# Any 2nd hand spares for gaggia baby???



## GaryG (Mar 1, 2013)

Hi guys

I have managed to totally strip my gaggia baby and fix it with spares from a machine I picked up in eBay cheap.

After fixing this one I know that I can repair the other machine easily but am looking to make it cost effective.

I need a new (2nd hand) boiler and solenoid valve. If I buy these new it's too expensive to justify the fix.

Anyone know where you can get cheaper 2nd hand parts? Or anyone got any kicking about????

Just thought if ask and see if it's possible.

Thanks all and hope you have good weekends!!


----------



## oracleoftruth (Jan 15, 2014)

The solenoids are hard or expensive to get the other bits not as much. The brass group looks similar but is specific to the solenoid models as it has the hole for it.


----------



## gaggiamanualservice.com (Dec 22, 2009)

could do you a used boiler new solenoid for £65 plus Post if interested


----------



## oracleoftruth (Jan 15, 2014)

This would get you the boiler: http://www.ebay.co.uk/itm/Gaggia-Evolution-Espresso-Machine-spares-or-repairs-/171257973349


----------



## GaryG (Mar 1, 2013)

Thanks guys. Yeah £65 is about what I could sell machine for so it's not cost effective to fix.

I'll look at that ebay listing.

Funny thing is the seller is who I bought the gauge from in my latest post!!

Small world!!


----------



## Jason1wood (Jun 1, 2012)

I have a Gaggia Baby that's just been packed away since I bought it with a Gaggia grinder. It works last time I switched it on but that was last year so I'll sell as spares or repair. I'm happy to let the whole thing go for £70 plus P&P


----------



## GaryG (Mar 1, 2013)

Thanks Jason but as I will only get £65-70 for a complete working machine it's not cost effective.

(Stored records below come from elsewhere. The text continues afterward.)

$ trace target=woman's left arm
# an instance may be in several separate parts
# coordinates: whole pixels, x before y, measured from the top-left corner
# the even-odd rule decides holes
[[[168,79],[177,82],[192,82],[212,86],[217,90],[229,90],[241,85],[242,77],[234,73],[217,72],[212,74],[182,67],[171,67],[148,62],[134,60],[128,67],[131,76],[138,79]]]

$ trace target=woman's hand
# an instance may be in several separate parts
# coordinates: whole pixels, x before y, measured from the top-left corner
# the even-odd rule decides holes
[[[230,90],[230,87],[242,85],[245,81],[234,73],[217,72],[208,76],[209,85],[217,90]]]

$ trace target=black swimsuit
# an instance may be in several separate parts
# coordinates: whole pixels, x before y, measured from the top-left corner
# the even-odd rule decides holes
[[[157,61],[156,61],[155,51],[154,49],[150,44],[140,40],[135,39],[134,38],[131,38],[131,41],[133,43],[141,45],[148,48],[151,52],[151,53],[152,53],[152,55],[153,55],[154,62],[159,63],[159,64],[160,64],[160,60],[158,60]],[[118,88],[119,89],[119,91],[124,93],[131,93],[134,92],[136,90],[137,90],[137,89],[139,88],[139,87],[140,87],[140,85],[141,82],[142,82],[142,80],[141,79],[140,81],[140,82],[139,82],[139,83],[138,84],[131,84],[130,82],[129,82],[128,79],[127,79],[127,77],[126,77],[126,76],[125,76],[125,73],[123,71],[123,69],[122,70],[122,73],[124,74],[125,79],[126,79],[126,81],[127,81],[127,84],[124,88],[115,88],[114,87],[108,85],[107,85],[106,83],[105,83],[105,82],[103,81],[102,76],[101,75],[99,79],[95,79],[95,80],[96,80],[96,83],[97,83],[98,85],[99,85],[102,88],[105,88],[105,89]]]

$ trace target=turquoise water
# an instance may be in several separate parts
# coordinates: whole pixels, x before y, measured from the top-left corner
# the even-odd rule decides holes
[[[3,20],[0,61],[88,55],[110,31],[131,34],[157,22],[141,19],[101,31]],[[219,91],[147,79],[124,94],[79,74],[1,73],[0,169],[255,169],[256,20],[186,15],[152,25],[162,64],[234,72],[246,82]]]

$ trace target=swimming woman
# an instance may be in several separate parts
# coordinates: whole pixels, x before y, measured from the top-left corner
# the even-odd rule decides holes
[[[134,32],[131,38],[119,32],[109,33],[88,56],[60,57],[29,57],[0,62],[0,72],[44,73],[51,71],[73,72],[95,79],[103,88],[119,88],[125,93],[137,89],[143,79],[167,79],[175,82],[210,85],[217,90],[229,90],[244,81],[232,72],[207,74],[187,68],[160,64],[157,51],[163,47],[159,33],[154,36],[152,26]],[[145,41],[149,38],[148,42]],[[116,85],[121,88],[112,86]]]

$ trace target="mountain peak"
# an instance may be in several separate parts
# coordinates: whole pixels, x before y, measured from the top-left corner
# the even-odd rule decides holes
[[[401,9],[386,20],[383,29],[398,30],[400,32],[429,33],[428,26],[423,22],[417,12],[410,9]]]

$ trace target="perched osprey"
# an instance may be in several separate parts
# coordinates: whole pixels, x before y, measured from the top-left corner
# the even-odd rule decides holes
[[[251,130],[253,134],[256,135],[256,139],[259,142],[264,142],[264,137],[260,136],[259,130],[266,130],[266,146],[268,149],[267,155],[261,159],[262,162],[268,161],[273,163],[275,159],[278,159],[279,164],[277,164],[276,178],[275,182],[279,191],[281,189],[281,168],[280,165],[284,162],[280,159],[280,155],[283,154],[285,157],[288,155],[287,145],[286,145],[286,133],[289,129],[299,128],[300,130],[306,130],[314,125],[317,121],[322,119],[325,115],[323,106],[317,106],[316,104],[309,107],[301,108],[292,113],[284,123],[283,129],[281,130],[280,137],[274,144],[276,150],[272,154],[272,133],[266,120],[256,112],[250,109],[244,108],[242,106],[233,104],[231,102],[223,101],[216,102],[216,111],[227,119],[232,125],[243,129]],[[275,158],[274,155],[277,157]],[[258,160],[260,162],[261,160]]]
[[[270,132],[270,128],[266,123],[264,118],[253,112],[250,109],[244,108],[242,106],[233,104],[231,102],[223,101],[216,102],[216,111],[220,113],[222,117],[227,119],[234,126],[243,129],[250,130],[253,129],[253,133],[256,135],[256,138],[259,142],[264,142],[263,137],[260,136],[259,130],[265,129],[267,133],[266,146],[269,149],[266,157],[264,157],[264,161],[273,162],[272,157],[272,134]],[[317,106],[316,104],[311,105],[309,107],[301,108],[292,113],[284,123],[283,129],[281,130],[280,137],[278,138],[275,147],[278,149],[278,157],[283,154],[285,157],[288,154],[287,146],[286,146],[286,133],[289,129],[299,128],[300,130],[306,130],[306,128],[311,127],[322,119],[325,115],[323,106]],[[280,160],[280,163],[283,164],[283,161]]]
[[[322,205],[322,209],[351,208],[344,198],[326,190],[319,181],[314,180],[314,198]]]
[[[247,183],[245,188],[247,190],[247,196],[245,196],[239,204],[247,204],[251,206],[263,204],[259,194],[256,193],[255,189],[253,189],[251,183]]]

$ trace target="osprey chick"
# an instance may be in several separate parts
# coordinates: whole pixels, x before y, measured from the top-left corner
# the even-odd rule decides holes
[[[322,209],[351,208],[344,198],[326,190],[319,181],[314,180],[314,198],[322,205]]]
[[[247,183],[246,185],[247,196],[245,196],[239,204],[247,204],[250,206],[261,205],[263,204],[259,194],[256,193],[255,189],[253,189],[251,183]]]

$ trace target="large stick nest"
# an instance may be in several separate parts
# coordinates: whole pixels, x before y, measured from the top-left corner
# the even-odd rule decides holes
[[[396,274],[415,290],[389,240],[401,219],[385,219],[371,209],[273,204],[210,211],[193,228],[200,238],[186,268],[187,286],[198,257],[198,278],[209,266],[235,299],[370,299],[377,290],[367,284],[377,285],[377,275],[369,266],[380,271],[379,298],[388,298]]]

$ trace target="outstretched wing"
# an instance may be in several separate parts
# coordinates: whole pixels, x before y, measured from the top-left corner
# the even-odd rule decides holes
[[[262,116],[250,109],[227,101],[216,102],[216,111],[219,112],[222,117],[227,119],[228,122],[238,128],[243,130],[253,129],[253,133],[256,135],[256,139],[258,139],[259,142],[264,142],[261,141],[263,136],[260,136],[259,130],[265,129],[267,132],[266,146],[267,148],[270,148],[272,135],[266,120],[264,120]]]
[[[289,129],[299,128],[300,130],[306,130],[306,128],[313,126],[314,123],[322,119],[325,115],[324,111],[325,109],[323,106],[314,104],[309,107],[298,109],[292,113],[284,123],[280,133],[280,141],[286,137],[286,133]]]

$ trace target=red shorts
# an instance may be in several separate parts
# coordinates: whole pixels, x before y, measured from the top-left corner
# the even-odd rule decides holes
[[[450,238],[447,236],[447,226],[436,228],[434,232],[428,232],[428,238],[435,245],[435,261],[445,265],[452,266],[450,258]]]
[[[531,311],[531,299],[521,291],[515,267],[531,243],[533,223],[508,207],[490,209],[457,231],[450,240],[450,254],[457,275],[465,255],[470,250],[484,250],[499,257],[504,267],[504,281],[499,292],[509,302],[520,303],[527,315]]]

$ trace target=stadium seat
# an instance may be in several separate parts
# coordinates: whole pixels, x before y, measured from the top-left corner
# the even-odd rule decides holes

I need to source the parts cheaper to make it viable.

Think ill just have to keep it for spares until something comes up


----------



## Jason1wood (Jun 1, 2012)

Ah ok mate. I'll see if Gaggiamanualservice wants it to strip down


----------



## gaggiamanualservice.com (Dec 22, 2009)

Jason pm me please. or email me on my site for quick reply


----------



## Jason1wood (Jun 1, 2012)

Need to dig it out and check it over mate


----------